Shrinking the supercomputer

Supercomputing has been getting more accessible and more standard for years. Small systems fit under a desk and are powered by Intel or AMD processors, often assisted by GPU (graphical processing unit) chips from the likes of Nvidia, which were originally developed for the highly-parallel task of processing 3D graphics. Open-source message-passing software also makes it possible to build highly-parallel clusters of Linux systems, called Beowulf clusters, and use those for HPC purposes.

Compact supercomputers have their limitations though, and can also be noisy and power-hungry, notes DeVarco. Anything bigger remains expensive, either financially or in terms of the time needed to build and configure it. For real performance, by which we mean something that will get you into the upper reaches of the TOP500 List world supercomputer rankings, you need specialist hardware and software, as well as thousands, not dozens, of processor nodes.

"You can't just use a standard operating system on a system with thousands of nodes," Bull's Barbolosi points out. He adds that Bull not only has its own full software stack for HPC, but it has developed its own clustering application-specific integrated circuit - ASIC - and can therefore cluster 16 nodes, where Intel can cluster only eight. "We have the biggest team of HPC experts in western Europe," he boasts. "We have more than IBM, Hewlett-Packard, and so on."

He continues: "These days, supercomputing covers almost the entire spread of business, doing simulation and modelling in areas as diverse as weather forecasting, financial risk management, automotive and aerospace, defence, and high-energy physics. Video rendering and post production is a growing area."

Cloud HPC's proponents argue that it is a great way to bring this high-end technology to organisations or departments too small or under-resourced to buy it outright, as well as being a perfect solution for larger organisations that need only occasional access to a supercomputer.

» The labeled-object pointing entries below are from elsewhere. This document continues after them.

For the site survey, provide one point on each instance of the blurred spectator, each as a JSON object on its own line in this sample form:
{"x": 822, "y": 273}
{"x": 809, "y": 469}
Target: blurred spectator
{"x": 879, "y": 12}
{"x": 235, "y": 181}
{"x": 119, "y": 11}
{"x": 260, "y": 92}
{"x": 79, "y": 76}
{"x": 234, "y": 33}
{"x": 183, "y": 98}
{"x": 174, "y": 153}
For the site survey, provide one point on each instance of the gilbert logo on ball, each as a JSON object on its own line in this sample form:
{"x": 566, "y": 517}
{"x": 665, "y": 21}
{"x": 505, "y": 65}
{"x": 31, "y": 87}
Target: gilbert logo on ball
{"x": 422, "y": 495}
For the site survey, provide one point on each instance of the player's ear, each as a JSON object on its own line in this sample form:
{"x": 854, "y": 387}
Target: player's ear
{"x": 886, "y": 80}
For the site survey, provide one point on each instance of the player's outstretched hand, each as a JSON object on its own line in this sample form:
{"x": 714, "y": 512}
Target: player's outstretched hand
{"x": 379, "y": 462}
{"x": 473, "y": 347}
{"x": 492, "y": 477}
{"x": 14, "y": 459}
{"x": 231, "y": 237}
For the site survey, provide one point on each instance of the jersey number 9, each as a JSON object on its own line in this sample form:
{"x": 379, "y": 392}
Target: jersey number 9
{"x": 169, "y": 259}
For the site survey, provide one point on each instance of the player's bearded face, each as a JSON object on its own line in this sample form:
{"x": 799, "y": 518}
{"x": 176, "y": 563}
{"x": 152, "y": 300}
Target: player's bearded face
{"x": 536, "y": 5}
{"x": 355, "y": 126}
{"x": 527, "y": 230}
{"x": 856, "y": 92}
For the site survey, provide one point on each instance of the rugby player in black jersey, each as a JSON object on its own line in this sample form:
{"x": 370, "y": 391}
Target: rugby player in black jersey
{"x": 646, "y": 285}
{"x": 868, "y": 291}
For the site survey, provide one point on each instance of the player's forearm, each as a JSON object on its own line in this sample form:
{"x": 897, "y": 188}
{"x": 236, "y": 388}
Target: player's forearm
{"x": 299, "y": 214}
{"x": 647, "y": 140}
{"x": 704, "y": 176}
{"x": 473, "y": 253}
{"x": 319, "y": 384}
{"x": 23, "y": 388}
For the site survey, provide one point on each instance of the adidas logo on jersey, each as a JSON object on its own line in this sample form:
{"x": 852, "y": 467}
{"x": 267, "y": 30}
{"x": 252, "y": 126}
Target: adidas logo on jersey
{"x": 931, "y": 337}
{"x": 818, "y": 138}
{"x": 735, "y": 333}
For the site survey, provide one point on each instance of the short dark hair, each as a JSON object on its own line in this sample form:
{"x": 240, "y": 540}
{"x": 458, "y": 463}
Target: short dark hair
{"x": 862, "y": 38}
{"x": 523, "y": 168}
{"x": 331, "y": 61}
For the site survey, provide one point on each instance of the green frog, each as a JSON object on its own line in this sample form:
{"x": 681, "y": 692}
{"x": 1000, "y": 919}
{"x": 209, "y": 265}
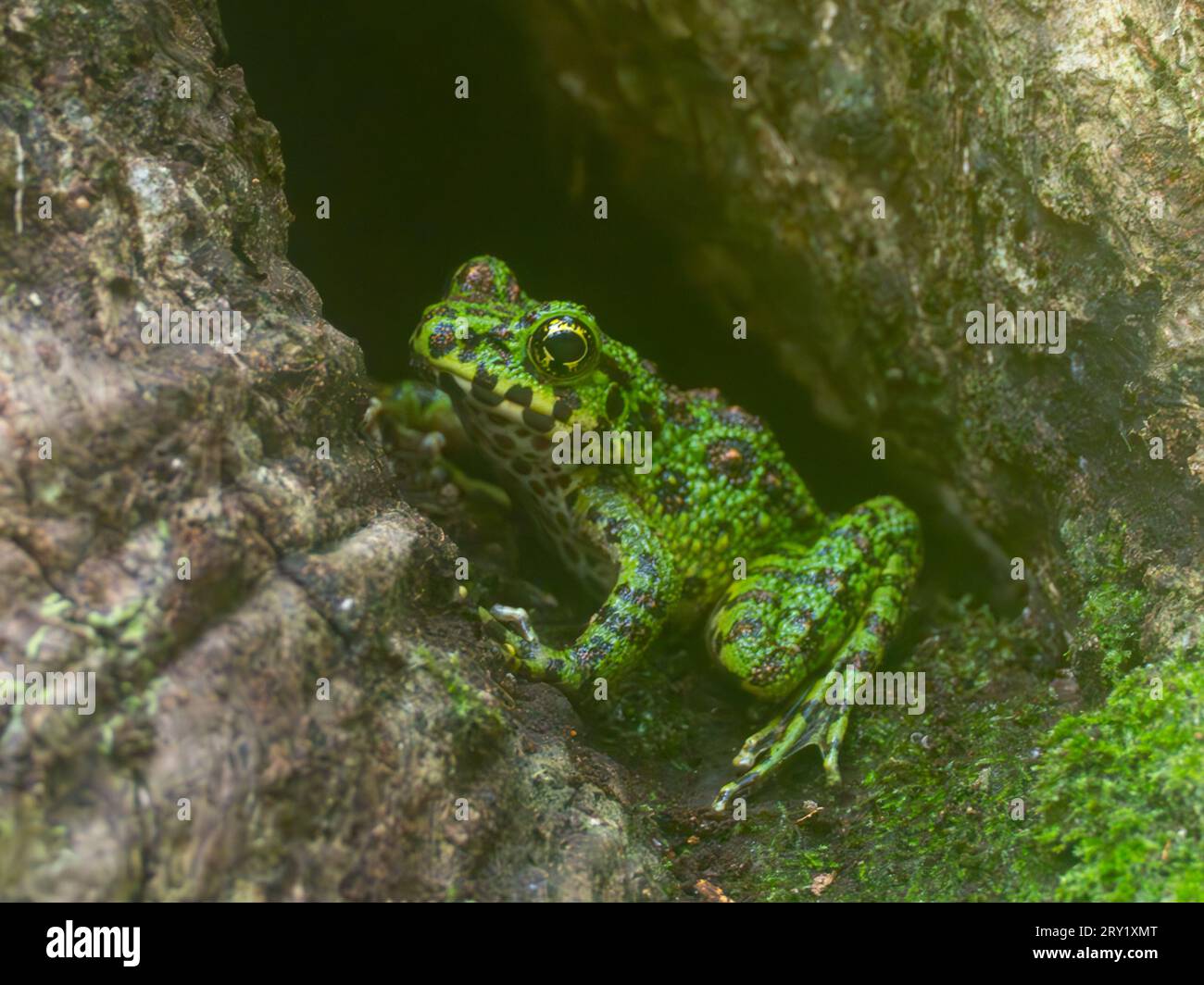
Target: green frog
{"x": 710, "y": 524}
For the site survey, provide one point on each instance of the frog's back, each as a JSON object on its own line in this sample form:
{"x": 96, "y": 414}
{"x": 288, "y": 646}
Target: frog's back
{"x": 719, "y": 488}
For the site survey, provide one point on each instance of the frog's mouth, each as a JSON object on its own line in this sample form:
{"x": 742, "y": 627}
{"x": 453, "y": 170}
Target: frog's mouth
{"x": 516, "y": 404}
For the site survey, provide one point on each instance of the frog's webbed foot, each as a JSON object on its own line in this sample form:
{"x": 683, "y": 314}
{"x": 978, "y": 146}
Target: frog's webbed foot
{"x": 618, "y": 635}
{"x": 810, "y": 720}
{"x": 417, "y": 419}
{"x": 509, "y": 629}
{"x": 803, "y": 611}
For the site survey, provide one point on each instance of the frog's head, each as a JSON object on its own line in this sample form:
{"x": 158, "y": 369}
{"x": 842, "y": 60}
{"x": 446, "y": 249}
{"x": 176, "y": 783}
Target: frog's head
{"x": 522, "y": 369}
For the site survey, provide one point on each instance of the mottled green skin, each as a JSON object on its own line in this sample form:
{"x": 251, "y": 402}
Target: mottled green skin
{"x": 671, "y": 545}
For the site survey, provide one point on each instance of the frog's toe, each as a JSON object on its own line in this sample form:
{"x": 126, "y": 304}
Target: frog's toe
{"x": 509, "y": 628}
{"x": 517, "y": 619}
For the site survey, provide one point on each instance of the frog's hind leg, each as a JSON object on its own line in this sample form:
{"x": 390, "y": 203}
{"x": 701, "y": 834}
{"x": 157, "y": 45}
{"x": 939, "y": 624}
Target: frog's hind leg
{"x": 806, "y": 611}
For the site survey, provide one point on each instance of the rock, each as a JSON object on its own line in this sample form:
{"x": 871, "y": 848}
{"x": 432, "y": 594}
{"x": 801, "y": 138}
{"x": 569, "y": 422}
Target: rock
{"x": 288, "y": 705}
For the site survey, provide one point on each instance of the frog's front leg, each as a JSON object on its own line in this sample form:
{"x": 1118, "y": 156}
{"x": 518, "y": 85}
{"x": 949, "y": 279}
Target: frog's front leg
{"x": 421, "y": 418}
{"x": 810, "y": 609}
{"x": 633, "y": 616}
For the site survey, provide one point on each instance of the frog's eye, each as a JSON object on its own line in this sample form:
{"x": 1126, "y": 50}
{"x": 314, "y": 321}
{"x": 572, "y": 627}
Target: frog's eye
{"x": 564, "y": 345}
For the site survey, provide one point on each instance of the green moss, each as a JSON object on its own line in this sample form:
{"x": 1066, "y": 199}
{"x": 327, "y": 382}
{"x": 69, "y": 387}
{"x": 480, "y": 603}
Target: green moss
{"x": 472, "y": 708}
{"x": 1112, "y": 617}
{"x": 1114, "y": 605}
{"x": 1121, "y": 784}
{"x": 935, "y": 807}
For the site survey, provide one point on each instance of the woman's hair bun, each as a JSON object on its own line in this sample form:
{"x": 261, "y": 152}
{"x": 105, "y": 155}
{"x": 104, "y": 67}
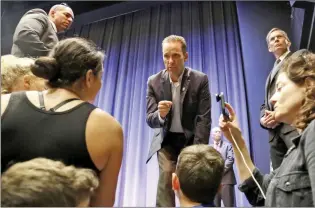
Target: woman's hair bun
{"x": 45, "y": 67}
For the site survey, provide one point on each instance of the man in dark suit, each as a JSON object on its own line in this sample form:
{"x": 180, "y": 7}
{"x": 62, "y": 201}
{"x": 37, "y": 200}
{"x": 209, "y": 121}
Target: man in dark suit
{"x": 226, "y": 193}
{"x": 280, "y": 134}
{"x": 178, "y": 108}
{"x": 36, "y": 33}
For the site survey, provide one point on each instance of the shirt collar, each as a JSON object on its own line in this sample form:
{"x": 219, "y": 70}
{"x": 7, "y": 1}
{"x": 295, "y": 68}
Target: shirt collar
{"x": 53, "y": 24}
{"x": 179, "y": 79}
{"x": 284, "y": 55}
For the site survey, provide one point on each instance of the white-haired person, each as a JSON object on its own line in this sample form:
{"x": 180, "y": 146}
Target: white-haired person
{"x": 36, "y": 33}
{"x": 16, "y": 75}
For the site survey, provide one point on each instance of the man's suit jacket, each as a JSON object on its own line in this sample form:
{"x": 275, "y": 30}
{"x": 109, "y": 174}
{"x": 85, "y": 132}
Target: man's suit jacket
{"x": 195, "y": 110}
{"x": 34, "y": 35}
{"x": 226, "y": 151}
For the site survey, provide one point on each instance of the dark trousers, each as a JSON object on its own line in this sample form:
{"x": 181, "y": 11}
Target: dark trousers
{"x": 227, "y": 194}
{"x": 172, "y": 144}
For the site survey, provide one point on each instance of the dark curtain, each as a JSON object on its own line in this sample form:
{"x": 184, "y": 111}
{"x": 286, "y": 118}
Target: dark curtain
{"x": 133, "y": 46}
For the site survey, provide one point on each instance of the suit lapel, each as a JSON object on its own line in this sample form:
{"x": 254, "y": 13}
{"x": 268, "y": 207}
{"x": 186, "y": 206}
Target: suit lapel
{"x": 184, "y": 85}
{"x": 166, "y": 89}
{"x": 271, "y": 79}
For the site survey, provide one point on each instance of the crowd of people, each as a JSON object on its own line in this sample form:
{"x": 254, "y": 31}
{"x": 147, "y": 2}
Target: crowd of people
{"x": 59, "y": 149}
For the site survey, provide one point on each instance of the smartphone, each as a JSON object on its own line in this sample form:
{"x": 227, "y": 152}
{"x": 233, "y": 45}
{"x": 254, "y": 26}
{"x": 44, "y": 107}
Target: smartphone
{"x": 224, "y": 112}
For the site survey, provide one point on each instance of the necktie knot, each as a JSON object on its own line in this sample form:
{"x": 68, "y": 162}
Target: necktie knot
{"x": 278, "y": 61}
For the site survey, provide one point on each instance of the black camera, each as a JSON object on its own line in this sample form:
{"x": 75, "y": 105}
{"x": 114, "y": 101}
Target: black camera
{"x": 220, "y": 98}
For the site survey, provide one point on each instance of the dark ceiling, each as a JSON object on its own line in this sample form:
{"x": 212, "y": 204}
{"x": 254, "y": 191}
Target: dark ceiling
{"x": 78, "y": 7}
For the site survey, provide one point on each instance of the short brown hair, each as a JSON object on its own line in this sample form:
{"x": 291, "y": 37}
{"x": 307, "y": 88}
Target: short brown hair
{"x": 298, "y": 67}
{"x": 277, "y": 29}
{"x": 42, "y": 182}
{"x": 176, "y": 38}
{"x": 200, "y": 171}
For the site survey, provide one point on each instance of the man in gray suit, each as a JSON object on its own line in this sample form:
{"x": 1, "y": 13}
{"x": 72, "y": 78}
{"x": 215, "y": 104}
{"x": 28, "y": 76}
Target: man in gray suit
{"x": 178, "y": 108}
{"x": 226, "y": 193}
{"x": 280, "y": 134}
{"x": 36, "y": 33}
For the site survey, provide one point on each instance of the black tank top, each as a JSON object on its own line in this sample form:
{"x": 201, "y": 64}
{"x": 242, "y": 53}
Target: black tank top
{"x": 28, "y": 132}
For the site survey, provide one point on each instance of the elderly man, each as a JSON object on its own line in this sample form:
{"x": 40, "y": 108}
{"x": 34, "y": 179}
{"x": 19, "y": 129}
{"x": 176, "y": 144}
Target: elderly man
{"x": 36, "y": 33}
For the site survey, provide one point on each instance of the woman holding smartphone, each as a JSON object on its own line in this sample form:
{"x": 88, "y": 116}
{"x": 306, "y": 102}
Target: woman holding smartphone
{"x": 293, "y": 183}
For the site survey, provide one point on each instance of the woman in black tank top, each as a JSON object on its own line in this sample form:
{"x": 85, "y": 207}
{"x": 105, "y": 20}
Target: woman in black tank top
{"x": 61, "y": 123}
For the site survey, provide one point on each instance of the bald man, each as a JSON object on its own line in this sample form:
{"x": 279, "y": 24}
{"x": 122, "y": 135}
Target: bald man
{"x": 36, "y": 33}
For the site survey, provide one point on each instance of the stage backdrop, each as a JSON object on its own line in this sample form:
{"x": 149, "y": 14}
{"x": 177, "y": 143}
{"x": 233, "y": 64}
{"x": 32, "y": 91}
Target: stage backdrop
{"x": 133, "y": 46}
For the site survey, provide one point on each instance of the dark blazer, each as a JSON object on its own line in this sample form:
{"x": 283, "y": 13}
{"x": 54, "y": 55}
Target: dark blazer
{"x": 34, "y": 35}
{"x": 283, "y": 131}
{"x": 227, "y": 153}
{"x": 196, "y": 107}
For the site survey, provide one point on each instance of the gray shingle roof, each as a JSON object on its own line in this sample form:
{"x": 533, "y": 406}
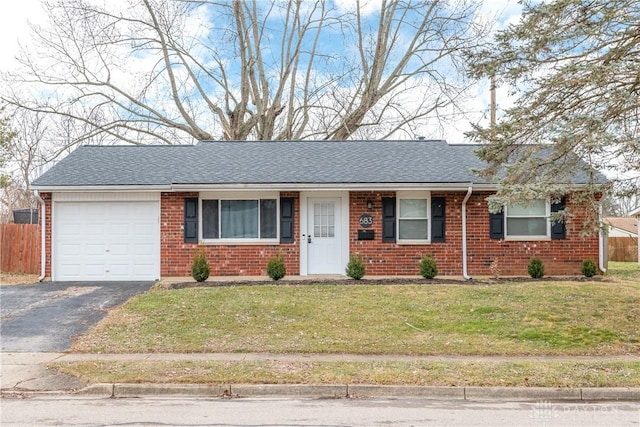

One example was when automotive parts supplier Takata Corporation, which was normally happy running its own jobs using the simulation package LS-DYNA, urgently needed to run hundreds of simulations over a holiday weekend. Each would have typically taken four hours on four cores, but by uploading them to a cloud-based SGI Altix ICE cluster with 512 cores, the company was able to run the lot in 31 hours, reports Dan Long, Takata's program manager.

Learning curve

SGI's Tony DeVarco adds that the cloud can also be a good way to learn about HPC and see if it suits your needs. "Cyclone is a real completer for us," he says. "We have customers buying big systems, and they're not going to be delivered for two months, so they can use this in the meantime to get going. Or you can start small, learn how to use the system, then maybe buy a small system and come back when you get a big job." It can also help to cover peak loads, with extra work 'bursting' to the cloud once your own supercomputer is fully loaded, explains Barbolosi. That means you only have to buy enough in-house HPC capacity to meet your regular workload, and you only pay for the extra when it is needed.

Beyond that, it is the ability both to move the cost from the capital budget to operating expenses, says DeVarco: "When we talk to customers, they do not want guaranteed cycles per month. They want to work for a week, then go away and come back a month or two later. Then there's OpEx and CapEx - if you have the budget for a project, but not the budget to buy equipment, it's a good way to manage that."

Who's for HPC?

An intriguing feature of cloud-based HPC is that is potential customers are relatively self-selecting, defined by the nature of their need. Says DeVarco: "For us, it is small and medium-sized manufacturing companies, square on. Eighty per cent of our customers are from manufacturing, plus some government, research, universities."

Andrew Carr, Bull's UK sales and marketing director, suggests that anyone who uses CAD workstations or highest-end PCs to run simulations could potentially benefit from doing the job faster; another benefit is that its frees-up the in-house resources to tackle less-critical projects.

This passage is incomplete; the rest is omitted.